Through two games, we’ve seen plenty of the USC offense, but it’s been a vanilla offense. Yes, Marqise Lee and Robert Woods have excelled in the first two games, but Matt Barkley’s passes have been considerably conservative, and the senior hasn’t attempted a single pass to a receiver not named Lee or Woods. What gives? Perhaps it’s an act of gamesmanship on behalf of Lane Kiffin to prevent Stanford from drawing up a gameplan to stop USC’s aerial attack.
Despite the November 3rd Oregon game being circled by fans and pundits alike, for the players and coaching staff, this Saturday’s game against Stanford is the biggest game on the docket, given the epic three overtime battle last season that saw USC come up just short. Considering that USC hasn’t beaten Stanford in four years and have lost four of five, it would make sense for Kiffin to put all of his effort into beating Stanford.
One way of trying to stop Stanford’s attempt at slowing down the Trojans is to make sure that Stanford can only watch film of the most basic passing offense the Trojans can conjure up, which constitutes to there being an incredible amount of bubble screens throw to the receivers.

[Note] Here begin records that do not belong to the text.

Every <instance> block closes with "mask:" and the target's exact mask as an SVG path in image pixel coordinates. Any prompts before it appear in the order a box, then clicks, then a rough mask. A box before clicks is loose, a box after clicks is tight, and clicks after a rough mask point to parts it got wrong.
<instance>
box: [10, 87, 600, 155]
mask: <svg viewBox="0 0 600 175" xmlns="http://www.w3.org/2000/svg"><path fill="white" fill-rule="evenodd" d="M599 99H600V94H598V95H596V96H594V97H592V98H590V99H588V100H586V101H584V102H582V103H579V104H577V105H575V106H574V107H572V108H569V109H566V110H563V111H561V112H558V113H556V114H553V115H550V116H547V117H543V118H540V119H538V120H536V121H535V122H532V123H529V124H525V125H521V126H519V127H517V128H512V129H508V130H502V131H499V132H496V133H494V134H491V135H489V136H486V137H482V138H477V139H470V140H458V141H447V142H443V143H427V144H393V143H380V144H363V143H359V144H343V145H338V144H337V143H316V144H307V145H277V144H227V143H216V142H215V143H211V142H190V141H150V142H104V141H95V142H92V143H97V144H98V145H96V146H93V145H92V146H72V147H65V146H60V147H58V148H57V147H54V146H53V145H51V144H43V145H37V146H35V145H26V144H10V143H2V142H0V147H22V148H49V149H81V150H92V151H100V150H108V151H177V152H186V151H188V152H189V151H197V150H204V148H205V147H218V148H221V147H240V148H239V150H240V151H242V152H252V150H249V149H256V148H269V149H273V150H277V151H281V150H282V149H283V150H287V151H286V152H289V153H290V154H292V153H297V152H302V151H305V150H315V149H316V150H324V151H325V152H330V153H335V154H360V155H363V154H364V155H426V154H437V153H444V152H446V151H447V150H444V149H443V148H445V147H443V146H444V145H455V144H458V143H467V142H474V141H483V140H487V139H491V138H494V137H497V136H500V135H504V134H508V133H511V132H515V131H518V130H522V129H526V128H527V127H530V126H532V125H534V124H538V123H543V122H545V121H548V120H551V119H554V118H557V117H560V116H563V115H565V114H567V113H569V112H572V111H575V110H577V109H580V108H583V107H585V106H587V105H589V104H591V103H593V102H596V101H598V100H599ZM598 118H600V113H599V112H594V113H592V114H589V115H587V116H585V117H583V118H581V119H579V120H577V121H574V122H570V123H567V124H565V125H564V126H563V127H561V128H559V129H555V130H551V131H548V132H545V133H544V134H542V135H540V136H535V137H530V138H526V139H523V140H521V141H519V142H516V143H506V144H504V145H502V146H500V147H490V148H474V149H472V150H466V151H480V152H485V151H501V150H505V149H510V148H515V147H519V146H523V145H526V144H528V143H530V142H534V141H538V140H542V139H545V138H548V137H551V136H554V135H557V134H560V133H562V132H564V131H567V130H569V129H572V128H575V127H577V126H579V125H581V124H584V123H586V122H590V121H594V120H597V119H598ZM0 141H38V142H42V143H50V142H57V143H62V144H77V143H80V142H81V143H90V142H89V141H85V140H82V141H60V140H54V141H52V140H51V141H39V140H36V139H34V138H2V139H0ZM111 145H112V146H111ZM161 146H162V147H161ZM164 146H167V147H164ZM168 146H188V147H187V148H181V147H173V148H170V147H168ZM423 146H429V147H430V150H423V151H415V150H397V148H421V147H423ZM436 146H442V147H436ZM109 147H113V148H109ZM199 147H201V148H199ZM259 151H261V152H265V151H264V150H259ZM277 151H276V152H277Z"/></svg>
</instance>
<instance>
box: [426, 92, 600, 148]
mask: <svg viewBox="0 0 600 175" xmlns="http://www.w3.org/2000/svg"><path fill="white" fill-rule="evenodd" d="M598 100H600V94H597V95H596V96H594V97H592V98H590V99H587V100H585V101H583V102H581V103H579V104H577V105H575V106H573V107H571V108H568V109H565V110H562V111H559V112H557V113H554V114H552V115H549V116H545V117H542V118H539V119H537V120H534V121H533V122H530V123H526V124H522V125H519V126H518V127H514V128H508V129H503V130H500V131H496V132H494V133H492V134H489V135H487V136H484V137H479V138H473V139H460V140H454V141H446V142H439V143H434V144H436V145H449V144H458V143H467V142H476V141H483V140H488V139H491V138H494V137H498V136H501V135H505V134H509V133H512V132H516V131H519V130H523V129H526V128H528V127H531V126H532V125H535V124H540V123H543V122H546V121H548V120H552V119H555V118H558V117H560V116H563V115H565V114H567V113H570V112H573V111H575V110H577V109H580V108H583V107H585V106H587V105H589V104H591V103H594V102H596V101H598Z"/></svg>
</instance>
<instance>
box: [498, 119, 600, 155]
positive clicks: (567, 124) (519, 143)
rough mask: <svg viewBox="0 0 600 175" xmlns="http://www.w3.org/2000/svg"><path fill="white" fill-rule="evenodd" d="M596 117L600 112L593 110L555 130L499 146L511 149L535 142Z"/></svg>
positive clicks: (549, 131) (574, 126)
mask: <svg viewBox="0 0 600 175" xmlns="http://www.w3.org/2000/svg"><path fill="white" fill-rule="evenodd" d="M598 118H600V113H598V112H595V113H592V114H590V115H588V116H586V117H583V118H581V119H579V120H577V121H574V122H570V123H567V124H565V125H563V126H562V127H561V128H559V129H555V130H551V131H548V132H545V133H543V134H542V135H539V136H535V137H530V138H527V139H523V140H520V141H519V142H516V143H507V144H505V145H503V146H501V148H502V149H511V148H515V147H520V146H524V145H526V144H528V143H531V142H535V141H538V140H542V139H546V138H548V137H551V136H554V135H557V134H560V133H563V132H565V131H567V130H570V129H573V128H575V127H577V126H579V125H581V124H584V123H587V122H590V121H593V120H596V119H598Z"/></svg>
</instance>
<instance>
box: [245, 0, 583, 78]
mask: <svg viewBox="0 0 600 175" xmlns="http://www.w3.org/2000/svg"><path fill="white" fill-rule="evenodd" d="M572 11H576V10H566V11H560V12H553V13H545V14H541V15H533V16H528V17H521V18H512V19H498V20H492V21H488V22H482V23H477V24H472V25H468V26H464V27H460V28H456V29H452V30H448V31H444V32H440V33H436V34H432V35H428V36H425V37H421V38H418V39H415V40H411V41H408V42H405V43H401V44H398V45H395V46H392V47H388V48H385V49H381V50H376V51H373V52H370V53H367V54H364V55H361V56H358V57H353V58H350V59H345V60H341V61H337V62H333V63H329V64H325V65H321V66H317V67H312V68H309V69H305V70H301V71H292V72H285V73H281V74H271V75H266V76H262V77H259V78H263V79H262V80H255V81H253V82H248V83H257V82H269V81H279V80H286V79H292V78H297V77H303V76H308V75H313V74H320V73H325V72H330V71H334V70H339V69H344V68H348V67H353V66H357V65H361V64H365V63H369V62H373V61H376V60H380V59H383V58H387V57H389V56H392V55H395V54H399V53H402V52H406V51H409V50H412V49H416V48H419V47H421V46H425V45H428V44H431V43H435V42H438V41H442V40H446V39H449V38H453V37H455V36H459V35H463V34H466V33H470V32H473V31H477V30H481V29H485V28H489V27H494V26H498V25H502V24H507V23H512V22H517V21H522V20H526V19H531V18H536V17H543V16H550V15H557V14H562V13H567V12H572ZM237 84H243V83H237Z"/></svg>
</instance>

Matt Barkley leads the nation in touchdowns by three, an incredibly wide margin after two weeks of games, but statistics show that the Heisman contender is not picking up the yards he did last season, due to the different style of play calling.
In the last 67 passes that Barkley has thrown, which only removes the 75-yard touchdown pass to Marqise Lee on a bubble screen on the very first play of the season, Barkley has averaged just 7.22 yards per attempt. Compare that to the last eight games of the season in 2011, when Barkley picked up 8.1 yards. Despite catching 11 passes on Saturday, the second most in his career, Lee had just 66 receiving yards to go with his three touchdowns, showing further proof that Kiffin has dialed back the passing attack and call safer, shorter passes from Matt Barkley.
The Trojans are not just running plenty of screen plays, they’re continuously picking up small chunks of yardage each time, nickel-and-diming defenses. Typically, screens are called to set up further strings of plays, in hopes of getting safeties to play up to the line of scrimmage and present chances to throw the ball deep down field or over the middle in general.
Yet on Saturday, Kiffin didn’t mix in the play-action and ended up calling passes over the middle just five times. Of the five, two resulted in touchdowns, another got six yards and a first down, while the last was intercepted on a significantly under-thrown ball from Barkley, despite Robert Woods having a couple of steps on his defender. Then there were two reverses which worked beautifully for the Trojans, picking up 99 yards.
If USC was able keep on setting up creative plays with a barrage of screens, why were they called so few times? The only plausible explanation is Kiffin’s hopes of masking the passing offense.
And it becomes more likely, when you factor in that Barkley hasn’t targeted George Farmer, Nelson Agholor or De’Von Flournoy at all in the two games played. For a camp that was so dominated by the story surrounding who would be the No. 3 receiver, it’s baffling as to why Agholor has been repeatedly used as a decoy, while the other two rarely see the field.
If the Trojans come out firing against Stanford on Saturday, using Agholor and Farmer, you’ll know for certain that it was a ruse. If not? Well, then Lane Kiffin has lost a little bit of his reputation for being an aggressive play caller. Scratch that, a lot of that reputation.